Defenders have a different view. They want to jump into action right away to figure out how this problem occurred so they can fix it. Those in security leadership have another reaction. From their perspective, the rational thing is to say, "This can never happen again; we can never allow ransomware." They're willing to spend more money and allocate more budget to ensure there isn't a repeat attack.
"From my perspective as a user or a cybersecurity defender, that seems kind of crazy; it seems like overkill," Dykstra says. "But my view of the problem is quite different than the user's or the executive leadership's."
The attitude of "this can never happen again" can make action bias worse, Hough adds. The business feels they have to do something — anything — to prevent another incident, and if/when that incident does happen, they feel the pressure to respond instantaneously. But without a process to address the situation, "act fast" could cause long-term damage to organizations and their employees.
Long-Term Effects & Proactive Steps
Just as it plays a role in responding to attacks, action bias plays a role in the stress, burnout, and mental fatigue affecting security practitioners, the experts say.
From a defender's perspective, the attacks never stop, says Dykstra. Organizations have set impossible goals, such as "don't allow any bad things to happen," which puts continual pressure on employees to achieve goals that often can't be met. The buildup of these situations is contributing to stress that will continue to increase as the crises will never stop.

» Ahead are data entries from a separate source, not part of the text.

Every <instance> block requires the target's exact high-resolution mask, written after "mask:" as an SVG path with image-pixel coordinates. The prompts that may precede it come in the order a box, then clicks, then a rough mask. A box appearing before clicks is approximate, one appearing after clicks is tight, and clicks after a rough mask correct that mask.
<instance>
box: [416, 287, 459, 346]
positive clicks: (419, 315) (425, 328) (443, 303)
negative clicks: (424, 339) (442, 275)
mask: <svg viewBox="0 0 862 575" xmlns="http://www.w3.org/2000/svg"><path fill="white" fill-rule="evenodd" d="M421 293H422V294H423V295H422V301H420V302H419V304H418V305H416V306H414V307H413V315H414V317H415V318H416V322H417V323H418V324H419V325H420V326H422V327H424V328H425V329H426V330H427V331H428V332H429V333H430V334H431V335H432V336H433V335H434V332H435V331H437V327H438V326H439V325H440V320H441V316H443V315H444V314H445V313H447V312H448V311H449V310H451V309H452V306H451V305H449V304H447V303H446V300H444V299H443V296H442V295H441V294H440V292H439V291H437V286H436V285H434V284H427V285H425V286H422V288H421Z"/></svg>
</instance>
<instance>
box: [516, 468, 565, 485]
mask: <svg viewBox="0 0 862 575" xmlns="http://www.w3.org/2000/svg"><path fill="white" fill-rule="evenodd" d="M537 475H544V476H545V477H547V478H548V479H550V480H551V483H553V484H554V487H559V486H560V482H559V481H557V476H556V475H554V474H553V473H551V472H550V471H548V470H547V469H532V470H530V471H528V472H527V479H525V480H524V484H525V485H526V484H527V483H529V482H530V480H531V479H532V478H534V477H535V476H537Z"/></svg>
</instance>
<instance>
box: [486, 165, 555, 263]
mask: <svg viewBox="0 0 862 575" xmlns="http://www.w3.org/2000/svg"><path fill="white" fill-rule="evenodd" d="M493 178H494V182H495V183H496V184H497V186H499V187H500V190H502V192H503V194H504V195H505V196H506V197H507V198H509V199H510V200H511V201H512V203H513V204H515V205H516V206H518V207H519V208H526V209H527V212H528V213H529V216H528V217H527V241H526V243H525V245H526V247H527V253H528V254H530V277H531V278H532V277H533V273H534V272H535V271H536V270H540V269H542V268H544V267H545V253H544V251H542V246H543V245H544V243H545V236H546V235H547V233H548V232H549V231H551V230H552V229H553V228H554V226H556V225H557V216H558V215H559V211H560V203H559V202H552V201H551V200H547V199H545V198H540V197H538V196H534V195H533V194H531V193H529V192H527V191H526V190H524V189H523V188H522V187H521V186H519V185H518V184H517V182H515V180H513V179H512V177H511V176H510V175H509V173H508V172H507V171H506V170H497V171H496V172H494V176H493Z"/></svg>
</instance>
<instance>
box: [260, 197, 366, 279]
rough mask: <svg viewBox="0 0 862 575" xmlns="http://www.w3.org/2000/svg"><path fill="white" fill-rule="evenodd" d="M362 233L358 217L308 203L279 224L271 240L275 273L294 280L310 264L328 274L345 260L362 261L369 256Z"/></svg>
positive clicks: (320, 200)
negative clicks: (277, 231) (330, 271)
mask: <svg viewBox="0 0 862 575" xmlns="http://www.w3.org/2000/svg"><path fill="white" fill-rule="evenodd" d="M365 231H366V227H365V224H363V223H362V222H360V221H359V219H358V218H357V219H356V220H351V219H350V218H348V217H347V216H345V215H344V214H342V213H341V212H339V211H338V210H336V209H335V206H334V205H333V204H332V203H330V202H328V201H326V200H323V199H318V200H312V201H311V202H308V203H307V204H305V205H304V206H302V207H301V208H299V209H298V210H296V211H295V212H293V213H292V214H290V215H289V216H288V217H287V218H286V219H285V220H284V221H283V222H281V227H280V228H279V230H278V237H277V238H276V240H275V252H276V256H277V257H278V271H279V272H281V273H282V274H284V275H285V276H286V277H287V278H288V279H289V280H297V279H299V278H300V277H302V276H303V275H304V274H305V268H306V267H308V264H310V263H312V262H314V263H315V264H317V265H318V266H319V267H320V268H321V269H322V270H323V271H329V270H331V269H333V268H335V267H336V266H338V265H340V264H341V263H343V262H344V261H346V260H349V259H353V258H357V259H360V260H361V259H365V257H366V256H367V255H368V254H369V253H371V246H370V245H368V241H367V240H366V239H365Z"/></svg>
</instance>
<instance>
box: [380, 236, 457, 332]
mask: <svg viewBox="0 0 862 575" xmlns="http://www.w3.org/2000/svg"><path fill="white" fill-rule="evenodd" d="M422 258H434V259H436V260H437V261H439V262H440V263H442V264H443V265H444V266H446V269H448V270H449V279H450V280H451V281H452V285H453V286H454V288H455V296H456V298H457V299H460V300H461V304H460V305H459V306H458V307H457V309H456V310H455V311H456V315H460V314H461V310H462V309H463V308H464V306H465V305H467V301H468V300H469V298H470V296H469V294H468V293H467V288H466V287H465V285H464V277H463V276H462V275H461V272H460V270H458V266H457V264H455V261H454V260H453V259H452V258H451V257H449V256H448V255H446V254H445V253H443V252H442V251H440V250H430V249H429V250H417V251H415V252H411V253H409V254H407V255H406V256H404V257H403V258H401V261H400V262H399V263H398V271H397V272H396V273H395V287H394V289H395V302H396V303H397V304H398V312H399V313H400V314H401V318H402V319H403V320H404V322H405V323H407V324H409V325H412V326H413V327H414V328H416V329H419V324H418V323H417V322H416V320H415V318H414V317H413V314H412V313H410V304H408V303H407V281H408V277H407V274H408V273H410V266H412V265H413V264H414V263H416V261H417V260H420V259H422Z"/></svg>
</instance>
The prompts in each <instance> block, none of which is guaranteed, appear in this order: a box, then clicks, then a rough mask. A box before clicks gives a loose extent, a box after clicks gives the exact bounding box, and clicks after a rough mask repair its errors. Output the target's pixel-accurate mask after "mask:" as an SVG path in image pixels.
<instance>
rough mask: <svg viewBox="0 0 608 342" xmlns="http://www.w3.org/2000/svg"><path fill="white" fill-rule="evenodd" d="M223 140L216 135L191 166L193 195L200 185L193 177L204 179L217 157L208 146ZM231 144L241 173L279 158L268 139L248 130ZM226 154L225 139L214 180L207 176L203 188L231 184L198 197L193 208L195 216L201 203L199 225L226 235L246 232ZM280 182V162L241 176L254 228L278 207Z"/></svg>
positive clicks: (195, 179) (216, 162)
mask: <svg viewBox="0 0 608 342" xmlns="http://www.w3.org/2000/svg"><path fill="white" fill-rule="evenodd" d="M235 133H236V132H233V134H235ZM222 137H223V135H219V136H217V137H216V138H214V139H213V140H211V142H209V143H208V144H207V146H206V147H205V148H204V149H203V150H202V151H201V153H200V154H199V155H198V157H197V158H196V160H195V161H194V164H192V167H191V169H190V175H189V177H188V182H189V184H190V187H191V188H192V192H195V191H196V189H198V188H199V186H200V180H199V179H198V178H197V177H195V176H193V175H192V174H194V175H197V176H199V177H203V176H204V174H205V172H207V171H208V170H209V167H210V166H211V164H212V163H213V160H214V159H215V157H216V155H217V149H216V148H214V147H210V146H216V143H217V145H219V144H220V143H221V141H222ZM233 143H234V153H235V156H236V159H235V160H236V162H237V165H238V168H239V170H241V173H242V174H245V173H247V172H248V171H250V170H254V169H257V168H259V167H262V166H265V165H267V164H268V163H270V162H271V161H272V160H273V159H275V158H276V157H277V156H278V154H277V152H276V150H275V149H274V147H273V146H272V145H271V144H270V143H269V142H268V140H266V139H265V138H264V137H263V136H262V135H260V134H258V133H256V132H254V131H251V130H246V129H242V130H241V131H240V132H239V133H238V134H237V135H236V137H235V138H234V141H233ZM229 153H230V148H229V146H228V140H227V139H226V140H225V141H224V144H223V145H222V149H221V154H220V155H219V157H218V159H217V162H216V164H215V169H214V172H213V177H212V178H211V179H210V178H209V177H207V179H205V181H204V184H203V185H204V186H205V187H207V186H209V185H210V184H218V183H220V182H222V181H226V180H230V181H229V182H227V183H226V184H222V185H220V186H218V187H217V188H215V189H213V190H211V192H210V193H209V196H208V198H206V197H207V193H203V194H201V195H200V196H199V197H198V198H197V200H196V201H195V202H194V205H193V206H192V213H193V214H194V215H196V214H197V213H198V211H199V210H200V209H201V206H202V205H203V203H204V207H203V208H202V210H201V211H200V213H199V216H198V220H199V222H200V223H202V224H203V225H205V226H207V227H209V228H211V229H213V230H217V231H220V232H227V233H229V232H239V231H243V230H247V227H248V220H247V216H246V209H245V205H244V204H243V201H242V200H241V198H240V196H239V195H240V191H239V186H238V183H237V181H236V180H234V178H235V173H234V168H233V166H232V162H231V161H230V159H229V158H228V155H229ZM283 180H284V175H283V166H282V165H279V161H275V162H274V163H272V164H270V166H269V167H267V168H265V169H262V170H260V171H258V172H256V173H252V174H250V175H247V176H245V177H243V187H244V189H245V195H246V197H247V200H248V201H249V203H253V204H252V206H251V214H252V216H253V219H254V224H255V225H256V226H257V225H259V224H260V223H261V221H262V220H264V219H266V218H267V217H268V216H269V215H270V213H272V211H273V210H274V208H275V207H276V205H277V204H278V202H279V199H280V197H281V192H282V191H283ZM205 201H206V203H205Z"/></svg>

"Hackers are incentivized to keep trying," he adds. "They will keep coming over and over again, but we don't need to let that lead to burnout. We can help build resilience in the people, and resilience in the processes that we have in our organizations, so it isn't so stressful in those situations — they know what to do; they've done it before."
Both Hough and Dykstra agree security teams can do more to prepare for attacks so the immediate reactive choices are more routine. Creating resilience in people and processes can lessen the stress when attacks hit and help employees, practitioners, and leaders act quickly with confidence.
They advise conducting tabletop exercises and red teaming to create and practice a routine for responding to an attack. Going through the exercise and building this process will help identify who must be in the room to solve certain problems, what everyone's individual roles will be, and how they will work together to react to a crisis. The idea is not to sit still and let bad situations unfold but to give the situation forethought and prepare to respond more appropriately.
"In a sense, you're developing a process, not an answer," Hough says. "It's not that you'll develop the answer when every single thing comes along, but you have a structure of how you should proceed, which would then enable you to avoid, or at least ameliorate, action bias."
Hough and Dykstra will discuss the effects of action bias, its effect on the cybersecurity industry, and how to address it in an upcoming Black Hat talk entitled "Action Bias and the Two Most Dangerous Words in Cybersecurity."